El Mayo francés fue para Deleuze lo que análogamente para


nosotros lo fueron las reiteradas derrotas del proyecto de
Allende, de la transición y, en parte, de los movimientos
multisectoriales articulados durante la última década en Chile. Es
a partir del reconocimiento de estos fracasos colectivos que
quizás debiésemos recuperar –a veinte años de su muerte– la
fórmula o, más bien, la consigna que defendió por años junto a
su amigo y compañero Félix Guattari: la revolución no puede
estancarse ni heredarse sin perder su misma condición
emancipatoria; la revolución es, contrariamente, un acto de
creación radical que emerge y arremete desde condiciones
concretas pero que no mantiene una continuidad respecto del
pasado ni se justifica por éste. Desde Deleuze, hacer política ya
no puede ni debe responder solamente al cumplimiento de un
programa de partido, ni de justificar –cual grupo de teólogos– los
dichos y predicciones de Marx o de Proudhon, ni menos aún de
despolitizar aquello que en su propia constitución empapa toda la
vida social de un pueblo, pues ella (la política) se trata –en
primera y última instancia– de la conquista de una felicidad que
solo puede vivirse y experimentarse comúnmente, y cuya
fragilidad reside precisamente en creer que la llamada “conciencia
política” es el punto clave para su realización.

La política no tiene ya, entonces, solo una dimensión racional-


consciente, sino que ella se ve complementada y hasta
determinada por un nivel inconsciente mucho más difícil de
descifrar.

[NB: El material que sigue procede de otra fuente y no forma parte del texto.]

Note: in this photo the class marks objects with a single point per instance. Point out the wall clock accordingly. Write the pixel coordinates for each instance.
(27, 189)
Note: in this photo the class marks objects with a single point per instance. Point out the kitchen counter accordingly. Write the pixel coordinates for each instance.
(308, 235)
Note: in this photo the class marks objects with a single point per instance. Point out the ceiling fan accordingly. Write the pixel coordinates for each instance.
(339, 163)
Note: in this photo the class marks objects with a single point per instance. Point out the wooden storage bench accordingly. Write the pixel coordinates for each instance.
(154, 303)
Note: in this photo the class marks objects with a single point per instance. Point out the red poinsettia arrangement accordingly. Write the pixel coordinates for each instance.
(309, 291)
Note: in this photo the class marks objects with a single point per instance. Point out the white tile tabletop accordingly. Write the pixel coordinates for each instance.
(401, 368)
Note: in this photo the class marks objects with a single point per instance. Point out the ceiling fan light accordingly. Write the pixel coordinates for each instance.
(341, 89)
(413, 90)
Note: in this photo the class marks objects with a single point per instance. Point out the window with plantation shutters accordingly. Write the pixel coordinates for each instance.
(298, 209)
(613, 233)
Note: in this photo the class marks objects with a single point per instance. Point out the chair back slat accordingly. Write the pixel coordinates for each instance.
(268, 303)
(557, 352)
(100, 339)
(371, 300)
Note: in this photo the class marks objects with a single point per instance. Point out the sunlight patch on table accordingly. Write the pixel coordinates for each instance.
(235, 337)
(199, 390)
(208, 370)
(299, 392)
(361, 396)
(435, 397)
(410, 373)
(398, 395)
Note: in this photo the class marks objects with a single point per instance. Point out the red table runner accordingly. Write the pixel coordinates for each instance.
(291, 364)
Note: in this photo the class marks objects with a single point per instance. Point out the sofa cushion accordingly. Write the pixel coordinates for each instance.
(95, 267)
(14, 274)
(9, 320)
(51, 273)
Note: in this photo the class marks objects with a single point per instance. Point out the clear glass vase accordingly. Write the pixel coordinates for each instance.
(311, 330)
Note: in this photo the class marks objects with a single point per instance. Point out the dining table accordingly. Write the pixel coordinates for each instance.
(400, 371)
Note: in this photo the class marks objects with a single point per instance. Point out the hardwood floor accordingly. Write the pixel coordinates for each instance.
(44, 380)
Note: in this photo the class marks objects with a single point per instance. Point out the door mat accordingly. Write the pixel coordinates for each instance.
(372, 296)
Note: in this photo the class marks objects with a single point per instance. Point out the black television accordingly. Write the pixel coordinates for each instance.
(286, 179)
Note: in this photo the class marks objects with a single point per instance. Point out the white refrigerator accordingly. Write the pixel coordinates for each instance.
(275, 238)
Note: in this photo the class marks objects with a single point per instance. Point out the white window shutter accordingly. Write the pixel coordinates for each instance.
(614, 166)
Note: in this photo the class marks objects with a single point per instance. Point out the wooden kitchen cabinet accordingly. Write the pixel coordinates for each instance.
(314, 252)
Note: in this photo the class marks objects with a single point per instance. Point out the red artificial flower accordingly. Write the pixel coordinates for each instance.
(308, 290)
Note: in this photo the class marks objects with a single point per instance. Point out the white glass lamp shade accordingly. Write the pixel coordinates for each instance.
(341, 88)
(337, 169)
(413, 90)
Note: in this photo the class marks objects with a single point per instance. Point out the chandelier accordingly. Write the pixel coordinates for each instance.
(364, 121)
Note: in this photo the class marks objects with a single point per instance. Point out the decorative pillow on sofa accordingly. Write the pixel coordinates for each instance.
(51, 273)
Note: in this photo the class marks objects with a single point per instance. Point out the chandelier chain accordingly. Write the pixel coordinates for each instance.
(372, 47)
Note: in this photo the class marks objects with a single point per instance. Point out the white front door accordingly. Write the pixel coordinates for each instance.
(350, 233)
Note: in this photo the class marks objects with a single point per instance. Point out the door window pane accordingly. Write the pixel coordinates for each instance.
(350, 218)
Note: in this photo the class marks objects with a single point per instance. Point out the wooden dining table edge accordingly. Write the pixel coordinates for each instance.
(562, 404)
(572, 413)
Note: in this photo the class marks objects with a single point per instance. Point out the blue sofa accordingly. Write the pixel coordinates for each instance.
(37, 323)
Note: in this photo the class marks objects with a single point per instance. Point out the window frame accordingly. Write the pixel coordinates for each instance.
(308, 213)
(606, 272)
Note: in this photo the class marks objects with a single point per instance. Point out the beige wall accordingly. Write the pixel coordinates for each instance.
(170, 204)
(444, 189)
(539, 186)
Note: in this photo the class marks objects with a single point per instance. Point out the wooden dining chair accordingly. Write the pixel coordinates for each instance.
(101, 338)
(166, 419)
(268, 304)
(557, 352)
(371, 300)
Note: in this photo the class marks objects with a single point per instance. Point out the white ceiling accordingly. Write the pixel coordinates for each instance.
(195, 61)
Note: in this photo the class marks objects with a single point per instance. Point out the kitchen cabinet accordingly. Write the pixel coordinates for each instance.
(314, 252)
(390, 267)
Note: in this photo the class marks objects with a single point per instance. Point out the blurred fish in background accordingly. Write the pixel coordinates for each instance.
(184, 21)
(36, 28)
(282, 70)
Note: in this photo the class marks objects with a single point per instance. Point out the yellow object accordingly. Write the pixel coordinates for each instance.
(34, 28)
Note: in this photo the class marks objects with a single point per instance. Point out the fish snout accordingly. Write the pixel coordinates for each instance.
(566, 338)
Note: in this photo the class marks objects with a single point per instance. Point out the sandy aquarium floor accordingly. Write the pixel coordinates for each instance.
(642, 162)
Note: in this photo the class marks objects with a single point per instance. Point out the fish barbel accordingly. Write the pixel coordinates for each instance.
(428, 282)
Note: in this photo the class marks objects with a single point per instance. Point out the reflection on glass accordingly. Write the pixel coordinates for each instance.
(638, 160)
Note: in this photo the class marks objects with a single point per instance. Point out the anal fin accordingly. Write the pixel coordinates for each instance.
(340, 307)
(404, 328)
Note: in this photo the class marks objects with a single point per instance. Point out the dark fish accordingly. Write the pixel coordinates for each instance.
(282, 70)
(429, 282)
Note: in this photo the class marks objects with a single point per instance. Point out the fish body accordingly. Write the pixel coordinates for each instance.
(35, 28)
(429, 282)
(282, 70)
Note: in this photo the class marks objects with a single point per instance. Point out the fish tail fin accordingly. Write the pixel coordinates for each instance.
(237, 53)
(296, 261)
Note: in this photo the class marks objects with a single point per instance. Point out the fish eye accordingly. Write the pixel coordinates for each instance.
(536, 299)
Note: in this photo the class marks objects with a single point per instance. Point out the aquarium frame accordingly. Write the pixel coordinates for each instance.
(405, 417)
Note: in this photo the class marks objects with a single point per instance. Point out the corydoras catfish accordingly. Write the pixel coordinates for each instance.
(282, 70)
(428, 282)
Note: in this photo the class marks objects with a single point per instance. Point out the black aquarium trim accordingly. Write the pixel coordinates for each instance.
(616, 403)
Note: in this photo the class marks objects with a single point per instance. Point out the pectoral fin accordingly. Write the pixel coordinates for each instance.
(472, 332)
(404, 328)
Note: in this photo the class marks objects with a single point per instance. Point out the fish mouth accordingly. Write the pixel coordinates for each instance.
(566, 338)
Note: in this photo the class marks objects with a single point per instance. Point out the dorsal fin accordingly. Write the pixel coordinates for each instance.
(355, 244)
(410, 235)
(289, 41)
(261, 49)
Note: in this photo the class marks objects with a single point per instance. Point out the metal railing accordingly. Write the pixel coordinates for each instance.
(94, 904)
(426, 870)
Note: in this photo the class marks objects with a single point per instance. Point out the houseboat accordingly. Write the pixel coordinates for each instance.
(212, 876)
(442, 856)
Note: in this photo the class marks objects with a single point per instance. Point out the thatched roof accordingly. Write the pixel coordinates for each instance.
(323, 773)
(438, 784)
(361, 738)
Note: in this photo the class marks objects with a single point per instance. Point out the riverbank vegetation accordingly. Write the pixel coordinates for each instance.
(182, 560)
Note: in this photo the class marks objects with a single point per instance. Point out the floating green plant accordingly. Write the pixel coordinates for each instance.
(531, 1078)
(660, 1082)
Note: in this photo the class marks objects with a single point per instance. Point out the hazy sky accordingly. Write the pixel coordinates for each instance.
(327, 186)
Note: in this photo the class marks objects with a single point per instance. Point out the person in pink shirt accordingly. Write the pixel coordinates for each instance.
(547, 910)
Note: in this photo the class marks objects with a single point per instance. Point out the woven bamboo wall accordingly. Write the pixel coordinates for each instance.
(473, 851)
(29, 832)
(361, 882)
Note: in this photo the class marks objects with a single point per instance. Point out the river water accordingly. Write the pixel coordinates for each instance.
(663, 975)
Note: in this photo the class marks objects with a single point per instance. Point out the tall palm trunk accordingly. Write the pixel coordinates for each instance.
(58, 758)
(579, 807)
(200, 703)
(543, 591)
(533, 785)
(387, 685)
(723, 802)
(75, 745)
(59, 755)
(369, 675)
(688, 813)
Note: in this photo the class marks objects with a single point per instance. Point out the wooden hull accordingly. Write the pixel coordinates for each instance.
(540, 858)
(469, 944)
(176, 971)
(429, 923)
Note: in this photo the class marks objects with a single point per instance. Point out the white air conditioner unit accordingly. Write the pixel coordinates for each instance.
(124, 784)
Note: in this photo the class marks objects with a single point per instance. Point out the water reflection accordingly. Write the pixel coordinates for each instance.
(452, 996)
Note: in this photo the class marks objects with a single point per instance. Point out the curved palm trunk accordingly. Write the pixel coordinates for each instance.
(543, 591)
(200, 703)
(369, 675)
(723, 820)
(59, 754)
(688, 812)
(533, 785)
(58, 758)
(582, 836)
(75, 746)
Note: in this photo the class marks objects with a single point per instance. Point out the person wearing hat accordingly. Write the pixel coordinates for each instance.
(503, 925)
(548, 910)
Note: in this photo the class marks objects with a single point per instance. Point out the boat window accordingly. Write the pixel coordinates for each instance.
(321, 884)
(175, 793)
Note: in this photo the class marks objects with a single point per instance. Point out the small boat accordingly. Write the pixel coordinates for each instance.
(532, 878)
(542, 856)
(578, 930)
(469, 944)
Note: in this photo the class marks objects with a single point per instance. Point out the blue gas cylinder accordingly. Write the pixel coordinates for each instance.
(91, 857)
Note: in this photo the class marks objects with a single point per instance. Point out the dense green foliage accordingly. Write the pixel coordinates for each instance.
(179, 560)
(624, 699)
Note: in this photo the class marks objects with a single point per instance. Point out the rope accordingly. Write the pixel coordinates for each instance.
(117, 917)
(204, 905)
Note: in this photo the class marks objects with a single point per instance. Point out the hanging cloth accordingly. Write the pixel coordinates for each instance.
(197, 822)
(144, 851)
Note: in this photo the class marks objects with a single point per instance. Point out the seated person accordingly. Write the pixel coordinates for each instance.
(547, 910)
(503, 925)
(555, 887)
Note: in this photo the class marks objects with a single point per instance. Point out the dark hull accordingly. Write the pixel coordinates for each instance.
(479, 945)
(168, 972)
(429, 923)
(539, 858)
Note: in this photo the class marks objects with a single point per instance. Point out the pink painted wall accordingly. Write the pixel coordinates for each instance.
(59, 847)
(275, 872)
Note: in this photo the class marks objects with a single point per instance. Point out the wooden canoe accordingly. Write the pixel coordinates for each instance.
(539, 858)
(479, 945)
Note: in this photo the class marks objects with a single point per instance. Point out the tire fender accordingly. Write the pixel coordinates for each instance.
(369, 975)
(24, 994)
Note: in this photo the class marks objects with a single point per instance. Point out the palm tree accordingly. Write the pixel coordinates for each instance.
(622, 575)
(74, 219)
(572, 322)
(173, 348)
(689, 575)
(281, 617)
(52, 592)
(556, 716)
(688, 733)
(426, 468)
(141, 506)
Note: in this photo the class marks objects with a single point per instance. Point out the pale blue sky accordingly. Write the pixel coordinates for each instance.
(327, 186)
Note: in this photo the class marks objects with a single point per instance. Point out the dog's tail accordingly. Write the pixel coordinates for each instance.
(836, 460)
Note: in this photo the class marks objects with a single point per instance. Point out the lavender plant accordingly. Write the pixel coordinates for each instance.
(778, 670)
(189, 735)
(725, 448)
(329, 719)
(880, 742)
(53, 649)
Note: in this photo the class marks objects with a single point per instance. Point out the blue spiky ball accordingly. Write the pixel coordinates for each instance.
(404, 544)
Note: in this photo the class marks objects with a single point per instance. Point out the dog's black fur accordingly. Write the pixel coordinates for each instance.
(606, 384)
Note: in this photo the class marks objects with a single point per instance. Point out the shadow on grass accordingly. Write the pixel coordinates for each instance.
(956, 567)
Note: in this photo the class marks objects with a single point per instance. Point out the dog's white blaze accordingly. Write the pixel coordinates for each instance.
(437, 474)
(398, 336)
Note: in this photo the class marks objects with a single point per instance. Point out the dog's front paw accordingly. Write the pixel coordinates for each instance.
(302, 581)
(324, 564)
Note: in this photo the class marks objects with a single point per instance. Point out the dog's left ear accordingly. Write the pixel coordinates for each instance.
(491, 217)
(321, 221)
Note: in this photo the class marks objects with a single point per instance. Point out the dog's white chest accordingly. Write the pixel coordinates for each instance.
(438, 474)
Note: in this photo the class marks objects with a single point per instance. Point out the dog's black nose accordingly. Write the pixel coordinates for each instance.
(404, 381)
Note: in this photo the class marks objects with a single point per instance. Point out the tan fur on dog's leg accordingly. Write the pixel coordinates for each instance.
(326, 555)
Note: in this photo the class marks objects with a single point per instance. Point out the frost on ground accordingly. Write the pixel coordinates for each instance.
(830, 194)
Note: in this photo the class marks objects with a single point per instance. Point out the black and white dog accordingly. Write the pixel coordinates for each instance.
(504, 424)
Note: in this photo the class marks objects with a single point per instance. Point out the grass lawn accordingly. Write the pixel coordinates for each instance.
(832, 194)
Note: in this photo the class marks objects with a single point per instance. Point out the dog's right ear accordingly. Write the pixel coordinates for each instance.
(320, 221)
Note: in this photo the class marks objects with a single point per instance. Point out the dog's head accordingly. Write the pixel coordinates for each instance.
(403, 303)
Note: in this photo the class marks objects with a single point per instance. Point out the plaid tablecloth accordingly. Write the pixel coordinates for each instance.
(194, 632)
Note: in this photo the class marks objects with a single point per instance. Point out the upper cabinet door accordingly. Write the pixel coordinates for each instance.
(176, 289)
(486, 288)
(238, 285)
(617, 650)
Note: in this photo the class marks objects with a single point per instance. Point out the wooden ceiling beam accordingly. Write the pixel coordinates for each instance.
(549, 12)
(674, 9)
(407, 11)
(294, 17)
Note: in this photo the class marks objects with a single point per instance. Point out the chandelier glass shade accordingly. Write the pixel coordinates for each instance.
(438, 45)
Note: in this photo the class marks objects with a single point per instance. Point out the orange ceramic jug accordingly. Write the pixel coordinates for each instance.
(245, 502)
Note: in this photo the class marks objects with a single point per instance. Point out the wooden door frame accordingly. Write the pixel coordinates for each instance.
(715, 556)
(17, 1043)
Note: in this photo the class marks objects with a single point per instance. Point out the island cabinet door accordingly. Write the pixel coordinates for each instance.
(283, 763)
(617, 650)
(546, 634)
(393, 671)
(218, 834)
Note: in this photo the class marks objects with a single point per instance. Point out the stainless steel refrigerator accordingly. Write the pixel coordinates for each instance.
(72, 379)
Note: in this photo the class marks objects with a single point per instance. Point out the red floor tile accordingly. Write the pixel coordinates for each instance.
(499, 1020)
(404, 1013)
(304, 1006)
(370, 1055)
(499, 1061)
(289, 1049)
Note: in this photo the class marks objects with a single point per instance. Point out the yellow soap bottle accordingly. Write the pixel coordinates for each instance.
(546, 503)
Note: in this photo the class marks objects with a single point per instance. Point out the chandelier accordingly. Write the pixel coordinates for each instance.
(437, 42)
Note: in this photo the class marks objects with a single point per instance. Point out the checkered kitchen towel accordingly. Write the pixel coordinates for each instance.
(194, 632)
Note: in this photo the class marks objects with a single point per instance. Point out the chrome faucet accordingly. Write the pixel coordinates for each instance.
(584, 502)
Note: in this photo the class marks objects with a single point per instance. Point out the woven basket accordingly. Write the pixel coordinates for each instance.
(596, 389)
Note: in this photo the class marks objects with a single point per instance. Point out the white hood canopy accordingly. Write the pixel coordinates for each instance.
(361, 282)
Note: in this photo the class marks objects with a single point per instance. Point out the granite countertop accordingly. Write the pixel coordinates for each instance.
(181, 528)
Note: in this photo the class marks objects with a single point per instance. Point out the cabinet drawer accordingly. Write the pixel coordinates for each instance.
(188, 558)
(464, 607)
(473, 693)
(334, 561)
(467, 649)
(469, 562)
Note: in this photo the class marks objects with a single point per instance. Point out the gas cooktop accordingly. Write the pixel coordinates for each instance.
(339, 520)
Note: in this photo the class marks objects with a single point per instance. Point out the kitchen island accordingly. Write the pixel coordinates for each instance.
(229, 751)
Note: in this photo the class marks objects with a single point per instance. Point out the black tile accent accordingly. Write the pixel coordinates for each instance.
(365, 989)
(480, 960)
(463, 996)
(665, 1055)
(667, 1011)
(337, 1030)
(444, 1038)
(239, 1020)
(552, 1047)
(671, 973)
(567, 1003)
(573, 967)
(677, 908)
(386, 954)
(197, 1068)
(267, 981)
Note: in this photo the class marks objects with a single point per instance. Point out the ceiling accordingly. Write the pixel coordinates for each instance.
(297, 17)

Y es por esto –nuevamente– que la revolución debe en
su propia crítica crear nuevas formas de articular los espacios
comunes donde toda acción y gesto devenga y pueda devenir
emancipatorio, de esos lugares que deben entenderse ahora desde
otra esfera, que resistan a la institucionalización excesiva, a la
jerarquización vigorosa y al aplazamiento de su accionar
concreto: la revolución se hace en el mismo instante que se crea,
pudiendo solo así exhibir su condición tal.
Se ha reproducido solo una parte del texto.